Gibney's Going Clear is a shining example of brilliant documentary filmmaking as it gives one everything they need to make an informed decision about Scientology and provokes thought as well as a great deal of emotion. The knowledge that is transferred to the audience is edited in such a way that it builds and evolves the emotion throughout the film. The first third of the film walks through the origins of Scientology and the basics. Here one can understand how it seems so attractive to people to begin with and why people join, so the overall feeling is comfortable to the point that you can't understand what the negative fuss is about. Yet heading into the second part of the film and being informed more about the church's belief system, one starts to become disturbed by how strange their ideology is and that people can be so drawn in by this point that they believe anything. It is almost laughable the way the film describes it, until you head into the last third of the film. It is here that this disbelief turns into fear, as the information given is actually terrifying. It is brilliant filmmaking for a documentary to provide it's viewer with such a whirlwind of emotions and to end the film on such an explosive note.

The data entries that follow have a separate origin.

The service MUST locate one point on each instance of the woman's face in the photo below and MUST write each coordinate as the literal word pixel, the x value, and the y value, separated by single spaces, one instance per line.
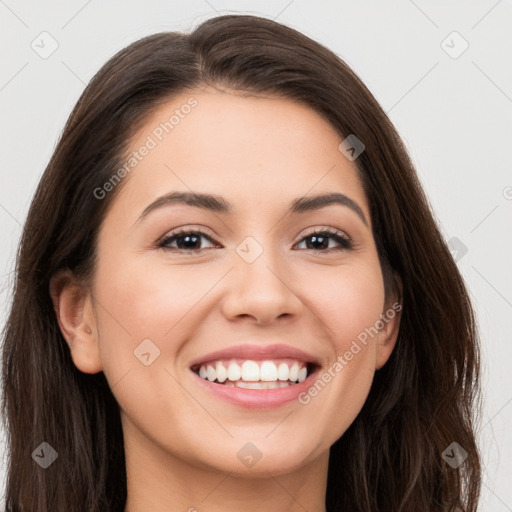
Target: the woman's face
pixel 254 278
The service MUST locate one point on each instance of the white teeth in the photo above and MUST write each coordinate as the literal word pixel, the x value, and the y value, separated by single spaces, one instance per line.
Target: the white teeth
pixel 294 372
pixel 222 373
pixel 268 371
pixel 283 372
pixel 234 372
pixel 210 373
pixel 250 371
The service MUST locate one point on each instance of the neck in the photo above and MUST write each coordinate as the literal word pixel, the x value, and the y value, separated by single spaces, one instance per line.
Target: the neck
pixel 158 481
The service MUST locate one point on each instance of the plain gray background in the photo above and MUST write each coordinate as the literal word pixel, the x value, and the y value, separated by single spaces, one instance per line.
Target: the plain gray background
pixel 452 106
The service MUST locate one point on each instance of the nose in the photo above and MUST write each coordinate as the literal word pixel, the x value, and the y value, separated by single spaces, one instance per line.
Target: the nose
pixel 262 290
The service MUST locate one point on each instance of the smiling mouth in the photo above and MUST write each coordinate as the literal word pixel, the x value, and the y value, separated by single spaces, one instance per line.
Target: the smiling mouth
pixel 253 374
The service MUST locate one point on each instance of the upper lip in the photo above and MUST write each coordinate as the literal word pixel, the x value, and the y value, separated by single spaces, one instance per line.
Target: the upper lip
pixel 259 352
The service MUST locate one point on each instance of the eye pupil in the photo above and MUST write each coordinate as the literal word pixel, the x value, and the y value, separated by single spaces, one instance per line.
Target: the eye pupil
pixel 187 241
pixel 315 239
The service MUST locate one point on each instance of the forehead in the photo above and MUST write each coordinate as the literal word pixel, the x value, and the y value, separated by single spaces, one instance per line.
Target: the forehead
pixel 246 148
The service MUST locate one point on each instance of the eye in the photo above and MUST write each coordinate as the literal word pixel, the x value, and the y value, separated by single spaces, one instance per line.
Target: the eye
pixel 188 241
pixel 320 239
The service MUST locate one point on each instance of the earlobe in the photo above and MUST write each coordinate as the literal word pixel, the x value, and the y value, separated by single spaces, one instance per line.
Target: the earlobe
pixel 73 309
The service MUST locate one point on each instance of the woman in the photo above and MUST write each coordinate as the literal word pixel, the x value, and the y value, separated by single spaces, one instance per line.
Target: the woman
pixel 231 294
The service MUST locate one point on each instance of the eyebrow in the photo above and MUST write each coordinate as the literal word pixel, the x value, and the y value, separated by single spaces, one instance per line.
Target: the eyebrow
pixel 218 204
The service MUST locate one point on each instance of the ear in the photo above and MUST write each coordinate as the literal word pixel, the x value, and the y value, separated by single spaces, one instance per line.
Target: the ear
pixel 75 316
pixel 388 334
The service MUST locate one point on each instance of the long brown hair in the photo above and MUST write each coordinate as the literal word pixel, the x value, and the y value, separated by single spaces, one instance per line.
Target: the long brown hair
pixel 393 456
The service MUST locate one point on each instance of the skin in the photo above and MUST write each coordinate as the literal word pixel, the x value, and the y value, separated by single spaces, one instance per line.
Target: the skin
pixel 181 442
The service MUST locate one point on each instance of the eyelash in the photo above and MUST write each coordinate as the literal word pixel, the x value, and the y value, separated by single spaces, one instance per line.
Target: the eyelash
pixel 343 240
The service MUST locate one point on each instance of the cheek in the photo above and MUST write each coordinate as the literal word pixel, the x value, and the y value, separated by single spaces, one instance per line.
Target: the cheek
pixel 347 299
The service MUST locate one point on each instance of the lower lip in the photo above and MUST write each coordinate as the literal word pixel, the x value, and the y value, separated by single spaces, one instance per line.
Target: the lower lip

The film truthfully is completely bias as it is tilted dramatically towards exposing the dirty secrets behind the religion, but the film does say towards the end that several members of the Scientology church including current Chairman, David Miscavige and celebrity members, Tom Cruise and John Travolta all declined requests to be interviewed for the film. So it would seem that Gibney gave members of the church a chance to have their say and put forward a good word about their religion that would maybe even things out, but they declined . Was this because they knew of the book written by Lawrence Wright and had no doubt that the film was going to be an expose and therefore a negative look at their beliefs no matter what they say? Or do they really have something to hide? We can all speculate, but will never truly know as there is no first hand footage defending Scientology, and only footage from their elaborate celebrations and archival footage to support themselves. In its place, Gibney uses a wide range of resources and footage to tell all he can about the church, without the assistance of the church itself.

Going Clear: Scientology and The Prison of Belief is incredible filmmaking. It truly is an excellent expose with it's ability to make the viewer feel so much by imparting knowledge with superb timing and editing.